JUDY McCUMSTIE speaks highly of the Spruikers' Box. "It's an opportunity to come along and argue or read a poem. This seems very Glebe," says the organiser of the Glebe Street Fair.
The first Glebe Street Fair was held in 1983. It was the Glebe Food Fair then - a series of stalls from local restaurants between Parramatta and St Johns roads.
"At that point Glebe Point Road was a vibrant, bustling, multicultural area that had established itself as an eat street," McCumstie says. "Every end of the world was represented in a cafe or restaurant somewhere on Glebe Point Road."
At some point during the next seven years, the name changed and the road closed. Performers were given stages. Stalls extended beyond the restaurants. "It has reflected the stylistic changes you see over the inner city in terms of culture," McCumstie says.
"[In] 1990, that was the gothic stage. Everyone was dressed in black. It was like a spin-off in bohemian thinking from Sydney University, spreading down Glebe Point Road."
Stallholders were pallid, in McCumstie's memory - they sold Dr Martens and reflected the crowd. Then the colour came and things changed again. "Everyone was doing their hair with different colours and . . . mohawks any Roman centurion would be jealous of."
This year, the fair's 25th anniversary, things change once more.
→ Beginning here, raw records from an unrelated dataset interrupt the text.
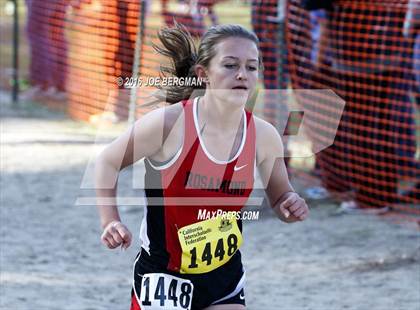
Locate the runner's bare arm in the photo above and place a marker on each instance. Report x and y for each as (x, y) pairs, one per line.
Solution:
(141, 140)
(287, 204)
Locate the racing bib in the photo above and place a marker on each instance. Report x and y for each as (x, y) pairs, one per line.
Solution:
(208, 244)
(162, 291)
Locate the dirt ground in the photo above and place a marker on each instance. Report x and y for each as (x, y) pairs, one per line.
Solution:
(52, 258)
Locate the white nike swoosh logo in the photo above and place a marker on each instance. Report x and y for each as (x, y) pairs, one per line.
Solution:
(238, 168)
There is a circus theme, with performances by Circus Solarus and Mojo JuJu and the Snake Oil Merchants, stalls from country NSW and as far as Queensland, a Santa Claus and a dog parade. "We've got some absolutely fabulous variety in the stalls coming this year," McCumstie says. "My concept of this is that it's a whole kilometre of Christmas presents end-to-end.
"And food as well - that's one thing that has continued from the past."
GLEBE STREET FAIR Sunday, 10am-5pm, Glebe Point Road, Glebe, glebestreetfair.com, free."